2. The Thessaloniki Cinemateque, holding screenings, tributes and retrospectives to major filmmakers throughout the year.
3. The Film Library, the largest library dedicated to cinema in the Balkans, comprising 15.000 volumes.
4. The Thessaloniki Film Festival publications.
5. Four cinemas, two at the “Olympion” theater and two at Warehouse 1 at the Thessaloniki port, screening first run films throughout the year.
6. Film screenings and tribute programs across Greece in partnership with local institutions.
7. Open-air screenings at open-air cinemas and at various locations in Thessaloniki.
8. The Thessaloniki Film Festival digital archive, available at www.myfestival.gr. The online archive includes festival catalogues, rare publications, magazines and books, many of which are out of print.
9. The rare HELLAFFI collection, designated a cultural heritage monument by the General Directorate of Antiquities and Cultural Heritage. The collection, comprising giant film posters, pencil drafts, lithographs, watercolor and Indian ink paintings, is exhibited at the festival premises and it's available through its digital archive.
10. Film screenings throughout the year at the two cinemas of the “Olympion” Complex and at “John Cassavetes” and “Stavros Tornes” theaters at the Thessaloniki port.

== Premises ==
The Institution is housed at the historical “Olympion” theater at the central Aristotelous Square, where its offices and “Olympion” and “Pavlos Zannas” cinemas are located.

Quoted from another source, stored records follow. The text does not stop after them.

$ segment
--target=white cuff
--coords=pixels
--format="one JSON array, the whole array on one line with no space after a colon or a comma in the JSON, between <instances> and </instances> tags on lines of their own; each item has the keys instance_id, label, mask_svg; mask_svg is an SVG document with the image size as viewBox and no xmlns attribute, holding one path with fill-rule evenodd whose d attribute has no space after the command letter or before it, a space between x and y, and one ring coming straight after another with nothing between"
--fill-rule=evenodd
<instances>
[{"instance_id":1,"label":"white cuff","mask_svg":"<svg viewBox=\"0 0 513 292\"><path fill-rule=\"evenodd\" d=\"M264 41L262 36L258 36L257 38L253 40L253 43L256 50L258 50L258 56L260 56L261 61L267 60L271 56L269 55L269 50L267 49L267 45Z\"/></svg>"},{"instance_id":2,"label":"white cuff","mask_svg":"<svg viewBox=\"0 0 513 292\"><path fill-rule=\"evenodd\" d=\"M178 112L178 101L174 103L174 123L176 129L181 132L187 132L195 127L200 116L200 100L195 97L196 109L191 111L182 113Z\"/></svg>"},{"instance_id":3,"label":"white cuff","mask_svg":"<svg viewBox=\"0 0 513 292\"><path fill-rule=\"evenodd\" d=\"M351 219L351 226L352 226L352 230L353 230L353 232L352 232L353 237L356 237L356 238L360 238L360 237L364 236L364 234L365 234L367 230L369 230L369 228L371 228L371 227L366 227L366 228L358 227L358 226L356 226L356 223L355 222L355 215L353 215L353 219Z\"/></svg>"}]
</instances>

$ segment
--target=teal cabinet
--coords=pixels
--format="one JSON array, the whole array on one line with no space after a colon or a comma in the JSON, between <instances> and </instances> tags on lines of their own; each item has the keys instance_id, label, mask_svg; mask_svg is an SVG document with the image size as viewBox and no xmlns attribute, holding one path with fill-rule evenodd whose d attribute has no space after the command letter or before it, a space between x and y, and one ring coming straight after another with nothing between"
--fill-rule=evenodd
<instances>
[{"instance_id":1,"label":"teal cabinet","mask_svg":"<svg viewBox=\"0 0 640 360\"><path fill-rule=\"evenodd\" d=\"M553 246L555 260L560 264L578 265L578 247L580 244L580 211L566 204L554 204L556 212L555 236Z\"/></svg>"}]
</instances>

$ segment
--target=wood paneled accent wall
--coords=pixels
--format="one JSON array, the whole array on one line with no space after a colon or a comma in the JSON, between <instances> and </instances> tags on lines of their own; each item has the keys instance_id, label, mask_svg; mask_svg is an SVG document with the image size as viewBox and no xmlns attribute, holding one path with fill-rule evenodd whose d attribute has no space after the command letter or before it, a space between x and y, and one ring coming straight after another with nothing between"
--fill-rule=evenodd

The Olympion Complex also houses two popular Thessaloniki bars, “Room with a View” and “Green Room”.

The Thessaloniki Cinema Museum is located at Warehouse 1 at the Thessaloniki port. The museum mission is to collect, preserve and promote national film history. The Film Library is housed at the museum premises.

Warehouse C at the Thessaloniki port has been assigned to the Thessaloniki Film Festival since 2019. It serves as the Thessaloniki International Film Festival and the Thessaloniki Documentary Festival hub.

The Institution also runs “John Cassavetes” and “Stavros Tornes” theaters at the Thessaloniki port.